When you remove a package from a cluster, the pkgrm command can fail if you attempt to run the command simultaneously from more than one node. You can solve this problem in one of two ways:
Run the remove rt-name script from one node of the cluster before running the pkgrm command from any node.
Run the pkgrm command from one node of the cluster, which takes care of all necessary cleanup operations. Then, run the pkgrm command from the remaining nodes, simultaneously if necessary.
If pkgrm fails because you attempt to run it simultaneously from multiple nodes, run the command again from one node. Then, run the command from the remaining nodes.

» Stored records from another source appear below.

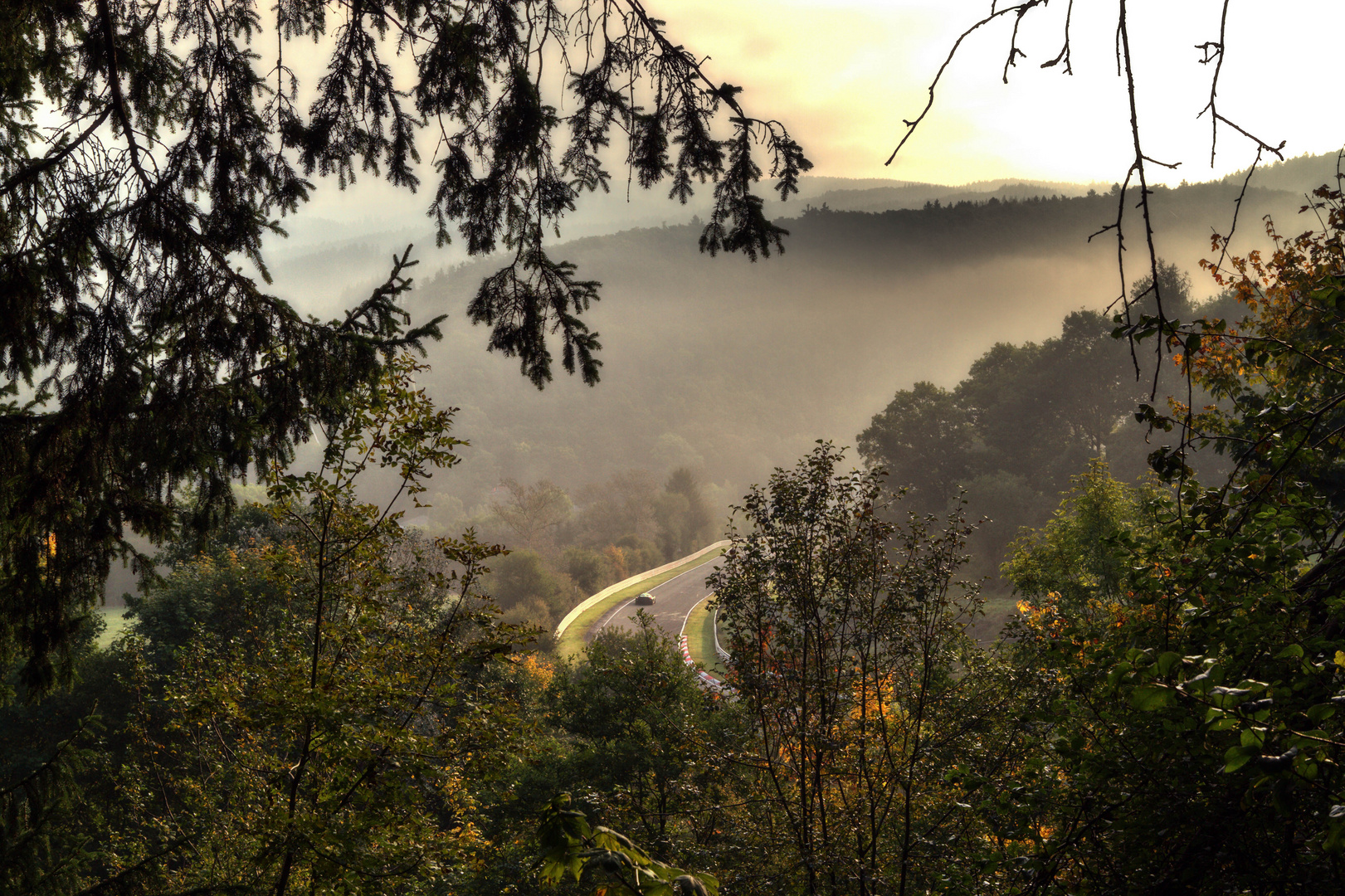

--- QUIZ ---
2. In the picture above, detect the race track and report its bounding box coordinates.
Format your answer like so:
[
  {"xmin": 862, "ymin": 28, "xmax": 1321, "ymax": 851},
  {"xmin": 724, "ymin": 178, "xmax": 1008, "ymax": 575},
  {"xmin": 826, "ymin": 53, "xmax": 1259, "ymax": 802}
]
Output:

If you generate C or Korn shell source code in the working directory, Agent Builder generates a configuration file called rtconfig. This file contains the information that you specified on the Create and Configure screens. If you start Agent Builder from the working directory for an existing resource type, Agent Builder reads the rtconfig file. Agent Builder fills in the Create and Configure screens with the information that you provided for the existing resource type. Agent Builder works similarly if you load an existing resource type by choosing Load Resource Type from the File drop-down menu. This feature is useful if you want to clone an existing resource type. See Reusing Code That You Create With Agent Builder.